4 Ways AI will Improve Research Tech in 2021 and Beyond
Research Tech (ResTech) offers a great avenue to apply AI and Machine Learning the modern context of doing business. As businesses across industries face an uncertain 2021, one thing remains clear: a constantly-shifting public health and economic landscape will affect everything from customers’ purchasing decisions, to their likes and dislikes about the products and services they use.
Companies looking for more effective ways to keep their finger on the pulse of their customers in 2021 must look beyond multiple-choice survey responses or numerical scores. Instead, they should focus on collecting open-ended survey responses to understand what their customers are saying in their own words—complete with slang, emojis, and misspellings—if they want to truly understand what their customers are thinking.
For decades, analyzing these open-ended responses has been a tedious process, with researchers reading and tagging each response to count concepts to quantify concerns and identify representative verbatims.

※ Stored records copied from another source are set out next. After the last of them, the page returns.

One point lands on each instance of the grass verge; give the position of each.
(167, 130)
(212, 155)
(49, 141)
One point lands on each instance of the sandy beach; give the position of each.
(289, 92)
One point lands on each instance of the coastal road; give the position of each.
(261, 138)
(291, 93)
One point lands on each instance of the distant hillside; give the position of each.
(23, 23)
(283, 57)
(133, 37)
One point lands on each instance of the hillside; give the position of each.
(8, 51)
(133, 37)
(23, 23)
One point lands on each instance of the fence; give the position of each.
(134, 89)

Heading into 2021 and beyond, AI-powered applications will increasingly give researchers the ability to rigorously analyze the concepts and emotional content otherwise hidden in open-ended survey responses, offering an informed view of the nuanced thoughts and feelings driving customers’ actions.

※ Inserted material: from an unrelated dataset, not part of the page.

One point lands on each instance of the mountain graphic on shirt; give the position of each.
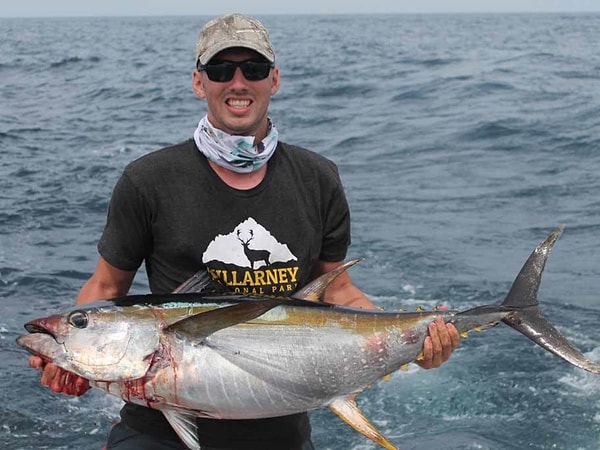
(249, 245)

Here are a few ways AI will improve research tech (restech) in 2021 and beyond:
Democratizing Tech Across Departments and Levels
Until recently, you had to be a data scientist or a technologist to figure out how to configure and apply AI technology for your research needs.
In 2021, I expect we’ll see more companies offering no-code AI-powered applications that allow people with minimal technical training to quickly surface, quantify, and visualize all of the concepts in the survey responses—even concepts researchers weren’t looking for and outliers that would otherwise have been missed.

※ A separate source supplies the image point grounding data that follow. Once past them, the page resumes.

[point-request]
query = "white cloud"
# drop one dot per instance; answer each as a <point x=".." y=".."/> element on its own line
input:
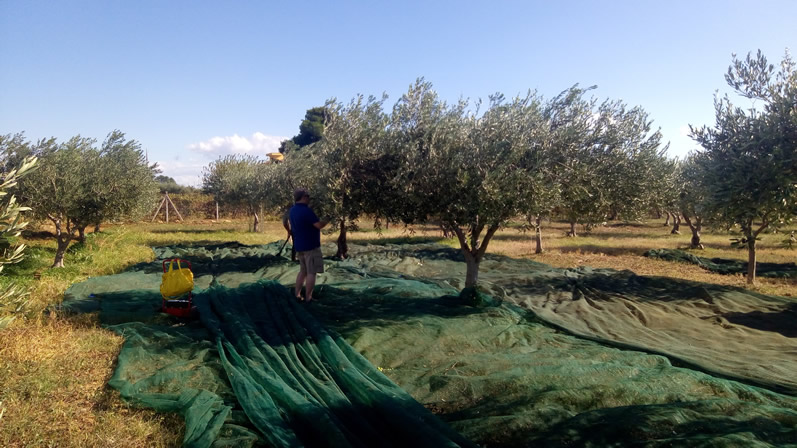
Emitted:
<point x="683" y="131"/>
<point x="258" y="144"/>
<point x="183" y="172"/>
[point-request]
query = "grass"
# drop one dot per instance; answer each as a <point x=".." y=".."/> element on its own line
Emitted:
<point x="54" y="369"/>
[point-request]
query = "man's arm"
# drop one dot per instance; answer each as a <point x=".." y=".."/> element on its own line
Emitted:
<point x="285" y="222"/>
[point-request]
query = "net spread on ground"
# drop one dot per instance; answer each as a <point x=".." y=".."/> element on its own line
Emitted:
<point x="390" y="356"/>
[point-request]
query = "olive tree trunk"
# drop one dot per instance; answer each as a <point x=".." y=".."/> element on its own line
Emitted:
<point x="751" y="236"/>
<point x="572" y="231"/>
<point x="62" y="237"/>
<point x="676" y="224"/>
<point x="538" y="235"/>
<point x="696" y="227"/>
<point x="473" y="251"/>
<point x="751" y="260"/>
<point x="256" y="224"/>
<point x="343" y="246"/>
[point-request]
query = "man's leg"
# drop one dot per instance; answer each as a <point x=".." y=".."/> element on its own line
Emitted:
<point x="300" y="282"/>
<point x="309" y="284"/>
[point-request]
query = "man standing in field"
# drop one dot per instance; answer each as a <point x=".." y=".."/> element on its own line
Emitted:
<point x="306" y="230"/>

As these easy-to-use applications become prevalent, we’ll see more instances of companies putting powerful research tools in the hands of analysts and business users, marketing teams, customer support specialists, and more.
Eliminating the Need for Tagging Survey Responses
Most researchers have spent extraordinary amounts of time reading through unstructured survey responses and tagging each response that contains a concept of interest. With next-generation AI-powered text analytics, this tagging process will be completely automated, allowing researchers to focus on higher-value analysis and business recommendations.
Taking Sentiment Analysis to the Next Level
While sentiment analysis has been prevalent for well over a decade, the most common form of sentiment analysis involves evaluating whether a document’s sentiment is overall more positive than negative. This type of analysis is overly simplistic, as it fails to address nuanced comments such as customers explaining what they like and dislike about a product, or employee feedback about a company’s strengths and weaknesses.
With improvements in using AI to analyze sentiment, businesses across industries will be able to upload any text-based document, and quickly receive a nuanced analysis of the author’s sentiment regarding the topics they wrote about.
Decreasing Survey Questions and Increasing Response Rates
AI will allow researchers to have their cake and eat it, too.
Traditionally, fewer questions improve response rates, but more questions provide more feedback. In the coming years, researchers will increasingly use AI-powered text analytics to consolidate questions into a few open-ended responses and let the AI extract the rich and nuanced feedback contained within.
Remember, a single open-ended survey response often contains more information than a dozen multiple-choice answers. With AI making it possible to quickly and rigorously analyze open-ended survey responses, researchers in 2021 and beyond will rely more on the rich content provided in these ended verbatims than the multiple-choice or short-answer questions used in the past.